0

Goal:

The goal is to generate a robot in replit which will iteratively scrape yahoo pages like this amazon page, and track the dynamic 'Volume' datapoint for abnormally large changes. I'm currently trying to be able to reliably pull this exact datapoint down, and I have been using the yahoo_fin API to do so. I have also considered using bs4, but I'm not sure if it is possible to use BS4 to extract dynamic data. (I'd greatly appreciate it if you happen to know the answer to this: can bs4 extract dynamic data?)

Problem:

The script seems to work, but it does not stay online due to what appears to be an error in yahoo_fin. Usually within around 5 minutes of turning the bot on, it throws the following error:

  File "/home/runner/goofy/scrape.py", line 13, in fetchCurrentVolume
    table = si.get_quote_table(ticker)
  File "/opt/virtualenvs/python3/lib/python3.8/site-packages/yahoo_fin/stock_info.py", line 293, in get_quote_table
    tables = pd.read_html(requests.get(site, headers=headers).text)
  File "/opt/virtualenvs/python3/lib/python3.8/site-packages/pandas/util/_decorators.py", line 311, in wrapper
    return func(*args, **kwargs)
  File "/opt/virtualenvs/python3/lib/python3.8/site-packages/pandas/io/html.py", line 1098, in read_html
    return _parse(
  File "/opt/virtualenvs/python3/lib/python3.8/site-packages/pandas/io/html.py", line 926, in _parse
    raise retained
  File "/opt/virtualenvs/python3/lib/python3.8/site-packages/pandas/io/html.py", line 906, in _parse
    tables = p.parse_tables()
  File "/opt/virtualenvs/python3/lib/python3.8/site-packages/pandas/io/html.py", line 222, in parse_tables
    tables = self._parse_tables(self._build_doc(), self.match, self.attrs)
  File "/opt/virtualenvs/python3/lib/python3.8/site-packages/pandas/io/html.py", line 552, in _parse_tables
    raise ValueError("No tables found")
ValueError: No tables found

However, this usually happens after a number of tables have already been found.

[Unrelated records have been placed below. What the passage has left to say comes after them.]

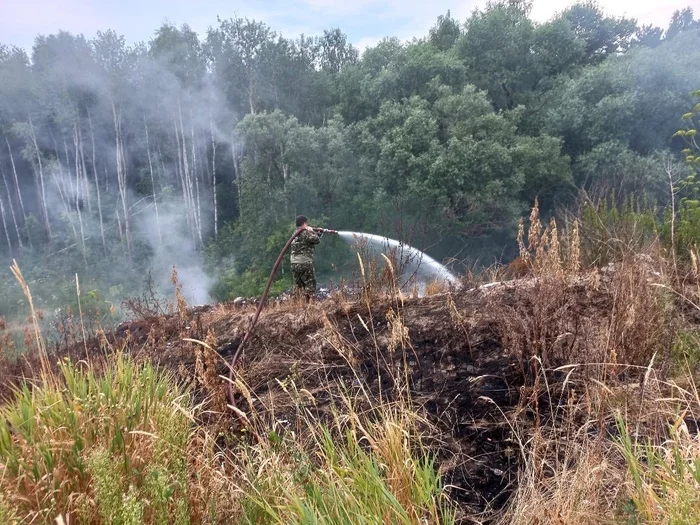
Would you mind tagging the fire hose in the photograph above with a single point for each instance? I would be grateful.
(261, 304)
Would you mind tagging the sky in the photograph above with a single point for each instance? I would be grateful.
(364, 21)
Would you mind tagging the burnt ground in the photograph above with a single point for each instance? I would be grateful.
(467, 357)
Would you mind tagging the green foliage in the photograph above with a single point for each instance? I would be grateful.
(117, 434)
(368, 473)
(613, 229)
(688, 225)
(444, 138)
(665, 478)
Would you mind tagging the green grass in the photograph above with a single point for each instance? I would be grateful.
(665, 485)
(88, 445)
(375, 471)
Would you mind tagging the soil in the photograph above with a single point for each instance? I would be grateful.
(464, 367)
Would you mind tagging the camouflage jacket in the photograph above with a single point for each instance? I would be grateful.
(303, 247)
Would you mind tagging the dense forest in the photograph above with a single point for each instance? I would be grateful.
(118, 162)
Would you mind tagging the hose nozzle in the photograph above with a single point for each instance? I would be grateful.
(324, 230)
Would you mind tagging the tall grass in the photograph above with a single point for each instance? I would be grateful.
(120, 428)
(362, 467)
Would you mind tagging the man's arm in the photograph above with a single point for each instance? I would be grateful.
(312, 237)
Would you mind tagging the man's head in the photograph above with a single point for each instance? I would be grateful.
(302, 221)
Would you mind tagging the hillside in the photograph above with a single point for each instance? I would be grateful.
(490, 367)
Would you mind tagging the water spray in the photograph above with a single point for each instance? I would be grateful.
(261, 304)
(434, 268)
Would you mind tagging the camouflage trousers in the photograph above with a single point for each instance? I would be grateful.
(304, 276)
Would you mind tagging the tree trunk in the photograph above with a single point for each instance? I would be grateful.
(4, 225)
(236, 171)
(44, 208)
(187, 175)
(14, 172)
(213, 175)
(97, 184)
(198, 209)
(86, 184)
(12, 208)
(153, 180)
(64, 202)
(78, 192)
(121, 173)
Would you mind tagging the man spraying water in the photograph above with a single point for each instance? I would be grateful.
(302, 258)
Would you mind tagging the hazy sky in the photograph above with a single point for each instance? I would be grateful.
(364, 21)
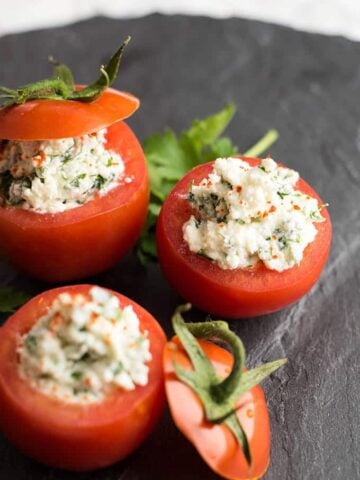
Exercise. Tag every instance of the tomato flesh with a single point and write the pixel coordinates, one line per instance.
(215, 442)
(72, 436)
(234, 293)
(88, 239)
(51, 119)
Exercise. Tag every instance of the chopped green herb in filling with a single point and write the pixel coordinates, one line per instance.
(56, 175)
(245, 214)
(84, 347)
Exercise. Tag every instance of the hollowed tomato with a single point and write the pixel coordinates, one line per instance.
(73, 436)
(233, 293)
(84, 240)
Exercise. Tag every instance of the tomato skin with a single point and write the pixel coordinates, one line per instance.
(215, 442)
(71, 436)
(85, 240)
(233, 293)
(50, 119)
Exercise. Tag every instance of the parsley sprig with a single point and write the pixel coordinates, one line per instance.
(61, 86)
(170, 157)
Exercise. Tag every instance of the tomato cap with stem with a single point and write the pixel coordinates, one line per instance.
(218, 396)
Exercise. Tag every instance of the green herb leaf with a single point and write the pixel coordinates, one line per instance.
(61, 85)
(170, 157)
(31, 343)
(10, 299)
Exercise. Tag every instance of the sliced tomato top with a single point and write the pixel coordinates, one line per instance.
(121, 140)
(52, 119)
(215, 442)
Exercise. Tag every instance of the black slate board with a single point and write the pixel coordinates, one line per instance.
(308, 87)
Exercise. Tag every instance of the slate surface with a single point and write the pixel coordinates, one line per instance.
(307, 86)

Here is the fetchCurrentVolume function:

import yahoo_fin.stock_info as si

def fetchCurrentVolume(ticker):

  table = si.get_quote_table(ticker)
  currentVolume = table['Volume']


  return currentVolume

and the API documentation is found above under Goal. Whenever this error message is displayed, the bot exits a @tasks.loop , and the robot goes offline. If you know of a way to fix the current use of yahoo_fin, OR any other way to obtain the dynamic data found in this xpath: '//div[@id="quote-summary"]/div/table/tbody/tr' , then you will have pulled me out of a 3 weeks long debacle with this issue! Thank you.

Seth Bowers
  • 31
  • 1
  • 6

2 Answers2

0

If you are able to retrieve some data then it cuts out, it is probably due to a rate limit. Try adding a sleep of a few seconds between each one.

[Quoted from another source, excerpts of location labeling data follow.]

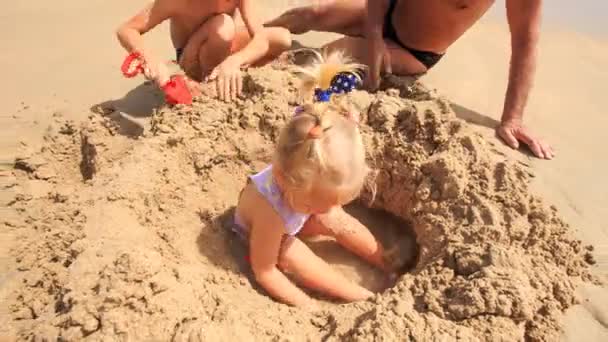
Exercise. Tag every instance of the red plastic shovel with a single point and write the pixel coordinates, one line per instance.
(176, 91)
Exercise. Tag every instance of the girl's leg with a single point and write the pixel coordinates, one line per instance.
(208, 46)
(338, 16)
(349, 233)
(313, 272)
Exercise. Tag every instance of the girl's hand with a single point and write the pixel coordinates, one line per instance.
(228, 79)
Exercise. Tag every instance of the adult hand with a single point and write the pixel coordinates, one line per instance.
(228, 79)
(512, 132)
(189, 63)
(378, 60)
(155, 71)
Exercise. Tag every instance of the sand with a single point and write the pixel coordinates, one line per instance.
(105, 237)
(127, 238)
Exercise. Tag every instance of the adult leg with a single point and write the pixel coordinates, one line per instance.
(339, 16)
(349, 233)
(313, 272)
(210, 44)
(279, 40)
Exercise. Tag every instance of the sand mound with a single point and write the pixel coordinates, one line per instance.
(124, 238)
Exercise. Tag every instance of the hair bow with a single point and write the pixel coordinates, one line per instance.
(342, 83)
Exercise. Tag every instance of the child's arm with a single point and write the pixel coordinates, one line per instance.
(130, 35)
(265, 246)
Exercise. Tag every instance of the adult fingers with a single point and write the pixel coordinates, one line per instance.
(508, 137)
(536, 149)
(212, 76)
(388, 66)
(227, 84)
(219, 83)
(233, 87)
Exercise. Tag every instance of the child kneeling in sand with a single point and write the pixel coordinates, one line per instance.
(207, 44)
(319, 165)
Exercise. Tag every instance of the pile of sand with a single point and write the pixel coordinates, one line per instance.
(124, 238)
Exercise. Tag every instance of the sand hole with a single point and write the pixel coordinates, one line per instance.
(395, 234)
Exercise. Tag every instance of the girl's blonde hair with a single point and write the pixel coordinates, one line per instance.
(321, 145)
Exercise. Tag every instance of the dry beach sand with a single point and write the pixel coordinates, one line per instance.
(109, 235)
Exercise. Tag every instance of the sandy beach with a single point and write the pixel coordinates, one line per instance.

see here for how to use sleep

Michael P
  • 11
  • 4
  • I wondered this as well and should have elaborated. I have used sleep up to 40 seconds, and the error still eventually occurs, and I believe this to be far above the yahoo finance query threshold. – Seth Bowers Aug 18 '21 at 22:50
  • I saw that you are asking about different ways to get the data including bs4. I used bs4 in the past for this but I now use [yfinance](https://pypi.org/project/yfinance/) which seems to work pretty well. – Michael P Aug 19 '21 at 11:45
  • I love yfinance, but volume is one of the only parameters that i could not locate – Seth Bowers Aug 19 '21 at 15:08
0

Maybe the web server bonks out when the tables are being re-written every so often. Or something like that.

If you use a try/except waited a few seconds and then tried again before bailing out to a failure maybe that would work if it is just a hicup once in a while?

import yahoo_fin.stock_info as si
import time

def fetchCurrentVolume(ticker):
    try:
        table = si.get_quote_table(ticker)
        currentVolume = table['Volume']
    except:
        # hopefully this was just a hicup and it will be back up in 5 seconds
        time.sleep(5)
        table = si.get_quote_table(ticker)
        currentVolume = table['Volume']
    return currentVolume
Brian Z
  • 343
  • 1
  • 8